Apart from this, another crucial aspect to be evaluated is the ability to effectively manage complex, multi-CAD data. The system must be capable of integrating the BOM and enabling multidisciplinary 2D/3D visualization of such heterogeneous/multi-CAD data in a single product structure and make it easier for design teams to find, reuse, and synchronize accurate data with their MCAD/ECAD tools.
3.Vendor Lock-In/ Data Porting
Customers switching PLM platforms due to shifting business needs is not uncommon – Such migrations need tools, procedures, standard data formats and services interfaces that promise data and service portability. In case of cloud PLM if there is a need to migrate from one provider to another or migrate data and services back to an in-house IT environment then such options needs to be validated. A few months ago Stephen Porter in his “Zero Wait-State” blog wrote about the harrowing experience one of his client went through when migrating from a Cloud based PLM system thereby highlighting the fact that cloud providers may have an incentive to prevent (directly or indirectly) the portability of their customers services and data. Hence it would be prudent to know certain things in advance and if possible in the form of a formal agreement:
→ How to get data back if you stop subscription,
→ Availability of API calls to read (and thereby ‘export’) that data,
→ Any extra costs associated with exporting data (specially heavy CAD data),
→ Availability of data sanitization procedures (a.k.a True Wiping, Secure erase etc.) after the client is no longer a tenant etc.
→ Is there a guaranteed minimum download speed of data?
4. Legal/Regulatory Risks
Over the past couple of years PLM vendors have substantially enhanced their regulatory compliance capabilities (ITAR, RoHS, WEEE, ELV or FDA 21 CFR Part 820).
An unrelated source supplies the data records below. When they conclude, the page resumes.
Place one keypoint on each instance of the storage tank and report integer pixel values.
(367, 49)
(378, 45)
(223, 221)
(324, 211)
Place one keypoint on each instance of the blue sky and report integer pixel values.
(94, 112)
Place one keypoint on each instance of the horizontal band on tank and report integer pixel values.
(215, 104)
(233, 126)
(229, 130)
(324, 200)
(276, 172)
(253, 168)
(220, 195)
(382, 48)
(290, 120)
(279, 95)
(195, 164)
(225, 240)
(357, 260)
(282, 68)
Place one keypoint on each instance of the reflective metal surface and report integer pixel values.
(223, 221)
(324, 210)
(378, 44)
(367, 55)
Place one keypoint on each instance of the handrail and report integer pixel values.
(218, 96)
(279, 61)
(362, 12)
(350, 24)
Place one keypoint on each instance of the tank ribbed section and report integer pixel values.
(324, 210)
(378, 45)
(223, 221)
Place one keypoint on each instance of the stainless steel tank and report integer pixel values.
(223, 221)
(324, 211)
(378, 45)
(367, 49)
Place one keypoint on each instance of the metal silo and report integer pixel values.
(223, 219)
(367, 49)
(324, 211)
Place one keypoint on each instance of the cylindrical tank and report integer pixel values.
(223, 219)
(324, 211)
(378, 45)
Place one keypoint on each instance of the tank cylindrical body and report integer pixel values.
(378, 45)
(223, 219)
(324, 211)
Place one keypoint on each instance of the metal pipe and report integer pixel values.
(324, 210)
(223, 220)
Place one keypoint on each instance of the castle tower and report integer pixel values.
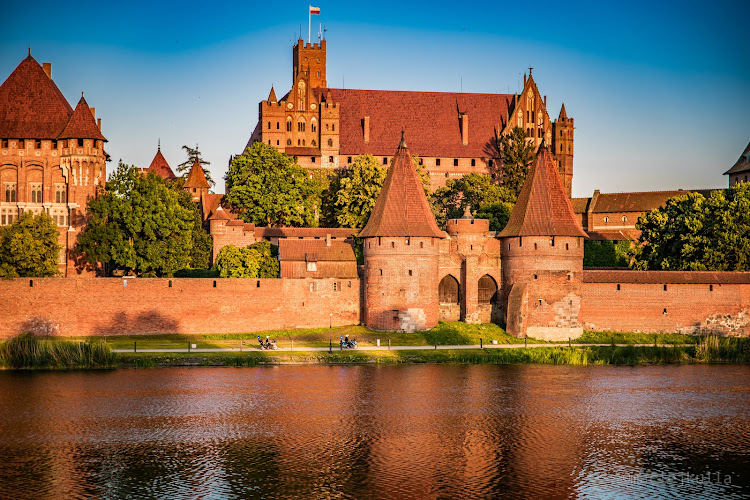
(562, 147)
(196, 183)
(309, 62)
(542, 258)
(401, 249)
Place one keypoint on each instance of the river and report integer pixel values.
(418, 431)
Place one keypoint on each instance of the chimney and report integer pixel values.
(464, 128)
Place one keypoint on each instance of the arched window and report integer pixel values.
(448, 290)
(487, 290)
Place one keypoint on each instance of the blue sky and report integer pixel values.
(660, 91)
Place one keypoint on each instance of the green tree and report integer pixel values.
(138, 223)
(694, 233)
(516, 154)
(29, 247)
(472, 190)
(259, 260)
(194, 154)
(497, 213)
(269, 189)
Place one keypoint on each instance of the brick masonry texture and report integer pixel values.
(104, 306)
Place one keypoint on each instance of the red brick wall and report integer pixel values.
(103, 306)
(390, 287)
(640, 307)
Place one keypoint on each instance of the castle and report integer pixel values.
(454, 134)
(53, 157)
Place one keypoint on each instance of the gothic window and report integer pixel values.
(448, 290)
(487, 290)
(301, 96)
(10, 192)
(36, 192)
(60, 193)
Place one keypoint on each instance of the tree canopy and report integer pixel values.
(259, 260)
(29, 247)
(194, 154)
(472, 190)
(516, 154)
(269, 189)
(138, 223)
(694, 233)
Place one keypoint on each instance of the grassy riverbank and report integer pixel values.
(86, 353)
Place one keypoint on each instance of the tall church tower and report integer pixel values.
(401, 253)
(562, 147)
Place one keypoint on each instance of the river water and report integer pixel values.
(419, 431)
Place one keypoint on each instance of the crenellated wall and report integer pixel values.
(112, 306)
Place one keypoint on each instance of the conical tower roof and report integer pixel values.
(402, 208)
(31, 105)
(196, 177)
(82, 124)
(543, 208)
(160, 167)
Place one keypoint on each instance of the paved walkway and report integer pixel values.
(253, 348)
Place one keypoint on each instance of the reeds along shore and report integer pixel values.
(30, 352)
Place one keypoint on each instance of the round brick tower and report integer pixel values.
(542, 258)
(401, 253)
I worked for a medical devices manufacturer and know complying with some of the regulations is a tough task. Hence there are certain areas customers would need to pay attention to when appraising contract clauses for cloud PLM services (though on a case by case basis):
→ Where will the data be physically located? Would access control to technical data be based on user citizenship, physical location etc so as not to violate any ITAR or EAR restrictions? This is important from jurisdiction perspective over data protection and ownership and for law enforcement access.
→ Can the provider make available a full audit detailing technical data exports to satisfy regulatory compliance reporting requirements?
→ If the provider patches the system for software defects or upgrades it to the new release, can the customers in some way validate it in lines with FDA guidance on software validation and avoid 483s and/or Warning Letters
5. Supplier Stability
Some time back IndustryWeek in an article “Understanding Risk: Avoiding Supply Chain Disruption” noted “A supply chain disruption can cost a manufacturer up to $5 million, irreparably harm a brand and drive customers straight to the door of a competitor.” Cloud PLM is still an emerging market – and as with an emerging market, supplier consolidation and business casualties (like bankruptcies) can happen. Acquisition of the cloud provider could amplify the chances of a strategic shift and may put non-binding agreements at jeopardy while supplier collapse like the company ceasing to exist has the potential to nullify any signed contracts. So what happens to the vital IP in the cloud PLM system in such cases? Source code and data backup escrow might offer some solace thought it is not likely to be the silver bullet.
An old Chinese proverb says “One cannot refuse to eat just because there is a chance of being choked” – likewise the above are risks – With appropriate risk management strategy in place they surely can be contained.